Call for Abstracts Now Open!
Consider sharing your specialized transportation knowledge, insights, and experiences as part of a breakout session at the 2021 WTS Annual Conference. Submissions due November 30, 2020
Call for Posters Now Open!
Submit a poster abstract for the 2021 Annual Conference! A poster gallery highlighting projects that align with the Conference theme, "Our Future In Transportation," will be available for attendees. Submit due Friday, January 22, 2021:
The following four tracks will serve as the foundation for all breakout session content at the conference:
One Size Does Not Fit All: Ingrain Equity and Inclusion in Workplace Culture
Just like context-sensitive design, policies, facilities, and spaces should be designed in consideration of individual abilities, needs, experiences, and opportunities. It is increasingly important for agencies and companies to understand and prioritize practices focused on equity and inclusion. How do we develop strategies that examine diversity and inclusion efforts and implement them in an equitable manner? Can strategies that foster an environment of equitable and impartial treatment be applied to our daily processes, activities, and decisions to ensure team members are valued and have the tools to connect and grow? Breakout sessions in this track will highlight policies, initiatives, and programs focused on identifying and eliminating barriers to help elevate people from under-represented or under-served populations and activate equal access to opportunities and resources in our companies and agencies. These best practices will broaden our perspectives while increasing awareness of individualistic needs within a diverse range of groups.

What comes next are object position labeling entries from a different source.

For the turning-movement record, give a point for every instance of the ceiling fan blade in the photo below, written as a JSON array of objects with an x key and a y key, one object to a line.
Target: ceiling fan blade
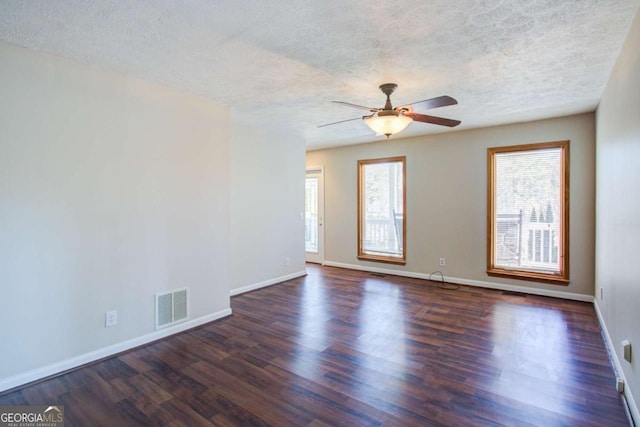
[
  {"x": 342, "y": 121},
  {"x": 433, "y": 120},
  {"x": 441, "y": 101},
  {"x": 361, "y": 107}
]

The Future of Innovation in Transportation
As we activate the future of transportation, how do we elevate opportunities to embrace limitless innovation? Futuristic projects with innovative solutions continue to inspire engineers and planners as transportation infrastructure is upgraded throughout the nation. Open innovation for engineering software, technology, products, infrastructure and autonomous vehicles encourages alternatives to traditional methods. How do transportation professionals solve our most pressing problems in the transportation industry with outside the box thinking? As times continue to change, what are the next generation technologies and designs? Breakout sessions in this track will consider the possibilities for the future of innovation in transportation.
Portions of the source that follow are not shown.